On Wednesday, March, the Government presented its proposal for new tax rules for the corporate sector to the Council on Legislation. The proposal includes, amongst other things, a new law introducing standard taxation of the safety reserves reported by property and casualty insurance companies.
We reported previously in Tax matters that the Government had stated in a memorandum that they intended to present a proposal for the introduction of a standard tax on property and casualty insurance companies’ safety reserves. The proposal presented to the Council is a result of this statement in the Government’s memorandum and proposes both a temporary standard tax on the reserves and also a permanent tax.
The Government’s proposal for permanent taxation implies that a standard amount of income is to be reported as taxable. This standard amount of income is to be calculated on the safety reserves at the beginning of the income year multiplied by the government borrowing rate at the end of November in the year closest to the calendar year during which the income year in question ended. However, the government borrowing rate in this calculation is to be no lower than 0,5 percent.
The proposal for temporary taxation implies that a property and casualty insurance company which has a safety reserve at the beginning of the first income year after 31 December 2020 is to report an additional amount of standard income. This income is to be calculated as 6 percent of the safety reserve at the beginning of the income year in question.

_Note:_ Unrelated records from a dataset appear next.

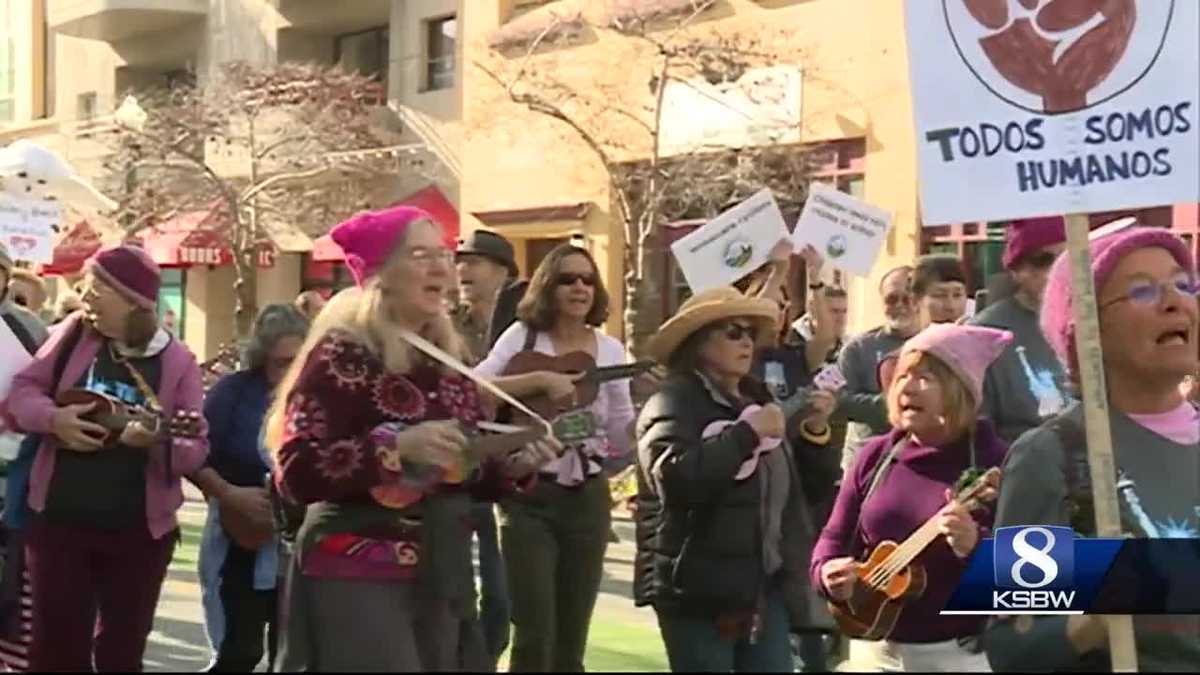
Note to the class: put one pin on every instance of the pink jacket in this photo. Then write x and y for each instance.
(180, 388)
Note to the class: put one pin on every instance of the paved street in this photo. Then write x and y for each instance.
(178, 643)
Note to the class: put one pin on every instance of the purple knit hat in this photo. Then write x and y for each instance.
(131, 272)
(369, 238)
(1027, 236)
(966, 350)
(1057, 304)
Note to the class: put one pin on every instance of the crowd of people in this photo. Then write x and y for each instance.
(358, 458)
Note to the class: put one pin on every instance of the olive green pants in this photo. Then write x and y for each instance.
(553, 541)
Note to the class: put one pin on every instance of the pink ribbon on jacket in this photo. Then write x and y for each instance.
(765, 444)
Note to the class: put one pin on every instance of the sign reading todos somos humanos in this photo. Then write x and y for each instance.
(731, 245)
(1037, 107)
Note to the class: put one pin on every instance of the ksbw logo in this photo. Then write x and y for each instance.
(1033, 569)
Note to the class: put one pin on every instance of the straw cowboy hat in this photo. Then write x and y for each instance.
(711, 306)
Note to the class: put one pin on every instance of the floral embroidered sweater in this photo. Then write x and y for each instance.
(328, 458)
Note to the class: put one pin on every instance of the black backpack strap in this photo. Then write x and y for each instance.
(21, 333)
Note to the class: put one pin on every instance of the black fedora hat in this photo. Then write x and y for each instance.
(490, 245)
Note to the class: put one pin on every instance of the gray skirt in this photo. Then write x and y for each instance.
(367, 626)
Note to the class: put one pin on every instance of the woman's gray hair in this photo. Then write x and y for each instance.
(274, 323)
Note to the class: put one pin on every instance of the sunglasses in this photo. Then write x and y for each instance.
(570, 279)
(1149, 294)
(738, 332)
(1042, 261)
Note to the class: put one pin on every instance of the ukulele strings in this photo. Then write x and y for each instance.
(907, 551)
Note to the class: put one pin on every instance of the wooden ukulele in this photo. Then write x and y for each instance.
(485, 440)
(574, 363)
(888, 579)
(114, 416)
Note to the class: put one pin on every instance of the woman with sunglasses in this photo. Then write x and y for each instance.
(1147, 292)
(553, 537)
(723, 529)
(238, 561)
(1026, 386)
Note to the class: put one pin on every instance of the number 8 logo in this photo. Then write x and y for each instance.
(1038, 557)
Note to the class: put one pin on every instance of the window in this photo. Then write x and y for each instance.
(172, 302)
(85, 106)
(439, 52)
(365, 53)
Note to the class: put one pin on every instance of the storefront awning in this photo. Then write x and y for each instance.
(73, 250)
(430, 199)
(196, 238)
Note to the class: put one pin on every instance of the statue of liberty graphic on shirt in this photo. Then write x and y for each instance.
(1043, 387)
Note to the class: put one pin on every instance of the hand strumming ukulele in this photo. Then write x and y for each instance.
(574, 363)
(114, 416)
(888, 578)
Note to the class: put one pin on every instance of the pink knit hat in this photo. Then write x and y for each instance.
(369, 238)
(1057, 304)
(1025, 237)
(966, 350)
(131, 272)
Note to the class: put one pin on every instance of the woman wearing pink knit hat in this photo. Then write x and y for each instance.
(370, 435)
(105, 490)
(904, 478)
(1146, 293)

The standard income amount is to be reported at one sixth of the value of the reserve during the first income year and at one sixth per year during the subsequent five income years, or in the entire amount during the first income year. The reason for a temporary standard income amount being applied is that the Government also proposes a reduction in the corporate tax rate to 20.6 percent, and that the previous tax rate of 22 percent is to effectively apply to the dissolution of any provisions to safety reserves reported prior to the reduction in the corporate tax rate coming into effect.
The new regulations are expected to come into effect on 1 January 2019.
Similar taxation of safety reserves was proposed by the Corporate Taxation Committee during the summer of 2014. According to the Government’s memorandum, one reason for the introduction of this tax is to increase the fiscal neutrality between safety reserves and tax allocation reserves.